Question

How do you check your solutions to a system of equations using the substitution method?

Answer 1

Hint: If you find out the solution for any system of equations, that means that the solution should satisfy all the equations used to find the result. If they satisfy then your result is correct, if not then it is wrong.
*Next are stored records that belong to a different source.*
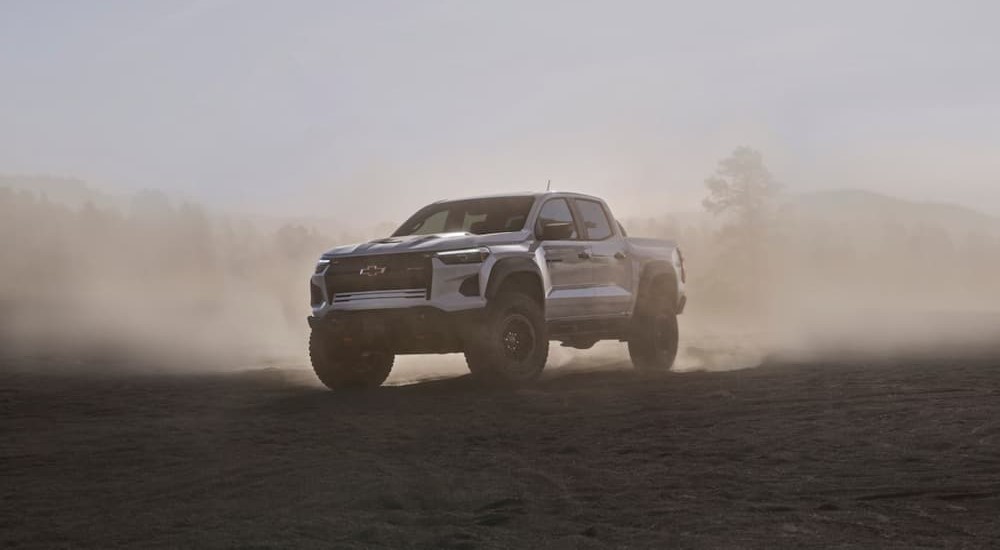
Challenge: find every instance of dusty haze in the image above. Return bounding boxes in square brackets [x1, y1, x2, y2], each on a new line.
[2, 177, 999, 379]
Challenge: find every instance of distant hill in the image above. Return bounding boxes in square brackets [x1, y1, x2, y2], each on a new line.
[625, 188, 1000, 244]
[0, 175, 367, 242]
[0, 175, 117, 209]
[785, 189, 1000, 238]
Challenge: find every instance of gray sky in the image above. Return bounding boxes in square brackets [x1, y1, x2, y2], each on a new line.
[3, 0, 999, 222]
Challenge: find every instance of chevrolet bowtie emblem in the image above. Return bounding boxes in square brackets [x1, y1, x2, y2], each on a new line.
[359, 265, 388, 277]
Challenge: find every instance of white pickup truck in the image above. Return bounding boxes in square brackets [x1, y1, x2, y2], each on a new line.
[308, 191, 686, 389]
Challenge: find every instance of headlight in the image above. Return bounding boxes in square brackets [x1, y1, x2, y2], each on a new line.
[436, 247, 490, 265]
[315, 259, 331, 274]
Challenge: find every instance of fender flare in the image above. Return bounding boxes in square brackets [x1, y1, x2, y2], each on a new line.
[636, 261, 680, 312]
[484, 257, 543, 300]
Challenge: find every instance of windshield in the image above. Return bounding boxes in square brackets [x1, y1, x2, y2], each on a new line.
[393, 196, 536, 236]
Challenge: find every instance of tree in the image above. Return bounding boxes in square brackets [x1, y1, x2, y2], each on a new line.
[702, 147, 780, 228]
[700, 147, 782, 311]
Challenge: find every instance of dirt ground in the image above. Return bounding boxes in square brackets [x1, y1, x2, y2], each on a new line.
[2, 353, 999, 549]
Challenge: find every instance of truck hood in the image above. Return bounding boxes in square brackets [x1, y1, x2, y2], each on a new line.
[321, 231, 530, 258]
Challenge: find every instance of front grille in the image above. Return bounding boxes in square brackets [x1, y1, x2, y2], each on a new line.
[324, 253, 432, 297]
[333, 289, 427, 303]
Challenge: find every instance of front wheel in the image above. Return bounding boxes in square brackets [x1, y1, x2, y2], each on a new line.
[309, 330, 394, 390]
[465, 292, 549, 385]
[627, 290, 679, 371]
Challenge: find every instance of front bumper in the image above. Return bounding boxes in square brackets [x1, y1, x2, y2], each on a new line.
[308, 307, 485, 355]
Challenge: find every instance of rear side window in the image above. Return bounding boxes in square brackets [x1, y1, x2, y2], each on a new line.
[575, 199, 614, 240]
[536, 199, 578, 239]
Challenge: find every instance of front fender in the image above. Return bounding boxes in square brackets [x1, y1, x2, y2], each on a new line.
[484, 256, 543, 300]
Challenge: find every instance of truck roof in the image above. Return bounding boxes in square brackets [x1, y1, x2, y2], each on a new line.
[431, 190, 604, 204]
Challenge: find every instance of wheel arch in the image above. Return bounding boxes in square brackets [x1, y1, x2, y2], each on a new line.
[485, 257, 544, 306]
[636, 261, 680, 313]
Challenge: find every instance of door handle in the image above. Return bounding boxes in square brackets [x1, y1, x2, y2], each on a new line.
[614, 251, 627, 260]
[578, 251, 591, 260]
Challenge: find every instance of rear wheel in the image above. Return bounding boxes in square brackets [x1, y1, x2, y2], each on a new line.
[309, 330, 393, 390]
[465, 292, 549, 385]
[627, 282, 679, 370]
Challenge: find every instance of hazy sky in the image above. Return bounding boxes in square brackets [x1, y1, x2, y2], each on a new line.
[2, 0, 999, 222]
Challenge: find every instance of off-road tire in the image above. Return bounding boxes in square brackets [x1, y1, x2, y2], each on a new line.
[465, 292, 549, 385]
[309, 329, 394, 390]
[627, 285, 679, 371]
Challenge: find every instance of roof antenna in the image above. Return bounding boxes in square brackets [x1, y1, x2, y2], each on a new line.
[546, 179, 551, 191]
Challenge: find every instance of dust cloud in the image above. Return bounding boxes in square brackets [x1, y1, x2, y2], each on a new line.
[0, 182, 339, 372]
[2, 177, 1000, 377]
[628, 187, 1000, 370]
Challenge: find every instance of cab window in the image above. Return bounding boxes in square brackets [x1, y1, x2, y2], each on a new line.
[535, 198, 578, 239]
[575, 199, 614, 240]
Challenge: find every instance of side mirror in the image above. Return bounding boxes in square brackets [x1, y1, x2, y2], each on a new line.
[538, 221, 575, 241]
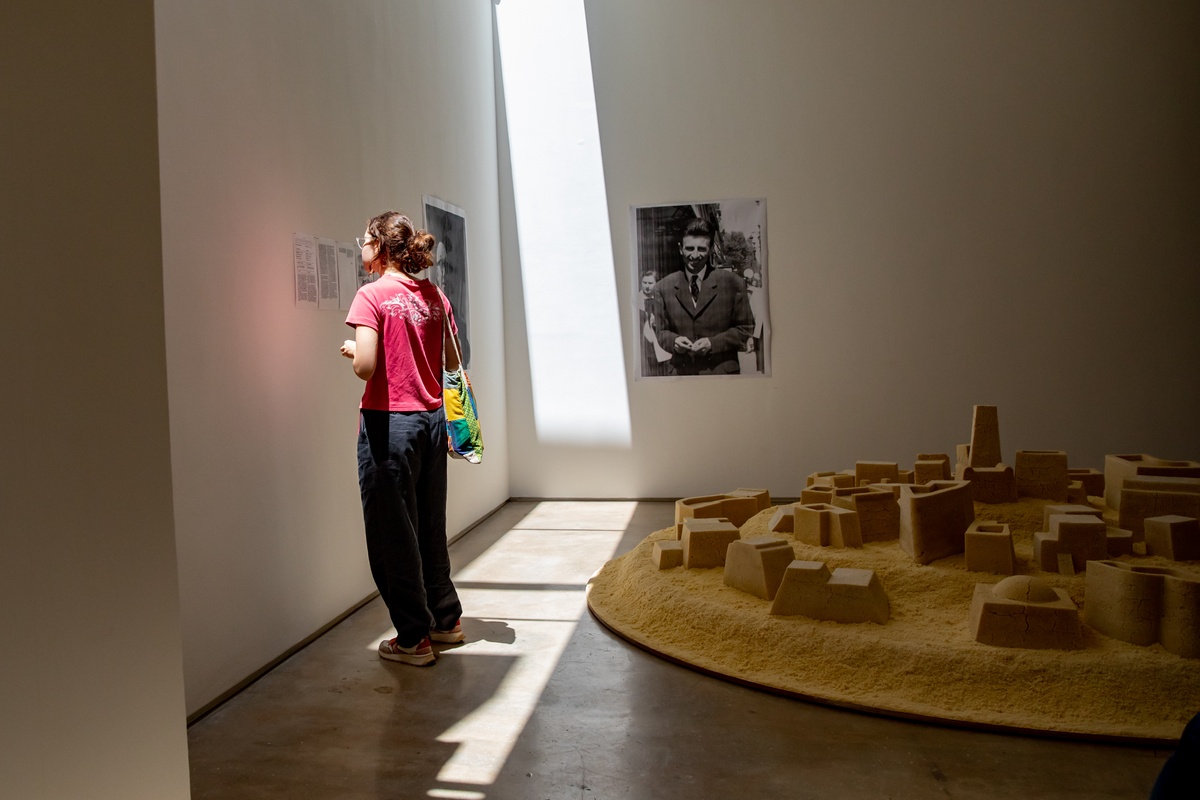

Complete step by step solution:
Whenever we solve a system of equations, we get a set of solutions. Now one needs to understand that the result is found using those equations only so the result when put in those equations, the full equation must satisfy.
Let us consider the simplest set of equations and verify the same.
$\
  x + y = 2 \\
  x - y = 0 \\
\ $
When we solve this set, the result we get will be $x = 1$ and $y = 1$. So, if we substitute the values of x and y in both the equations, let’s see what happens.
$\
  x + y = 2 \\
  1 + 1 = 2 \\
  2 = 2 \\
  x - y = 0 \\
  1 - 1 = 0 \\
  0 = 0 \\
\ $
When substituting the value of the result, we get a satisfying equation. Now, suppose we found a wrong result, say $x = 2$ and $y = 3$. Now according to the substitution method, the result must dissatisfy the equations.
$\
  x + y = 2 \\
  2 + 3 = 2 \\
  5 = 2..............\left( i \right) \\
  x - y = 0 \\
  2 - 3 = 0 \\
   - 1 = 0..............\left( {ii} \right) \\
\ $
In both cases (i) and (ii), we get illogical results which signify that the solutions were wrong. As we know, the result of a pair of linear equations has only one result and as such, put any other value of x and y in the equation and you will end up with some of the other illogical equations.
This method is effective on all types of equations, be it quadratic or equations of any other higher degree. In fact, this is the method that is most effective in checking if the results are correct or not.

Note:
If one of the equations satisfies with the result and others don’t, then the result is still wrong and as such, only when all the equations satisfy with the result, can we say that we have the correct result. In the case of the above equation, put any value of x and y where $x = y$, the second equation will satisfy but the first will not and so it is wrong except when $x = 1,y = 1$.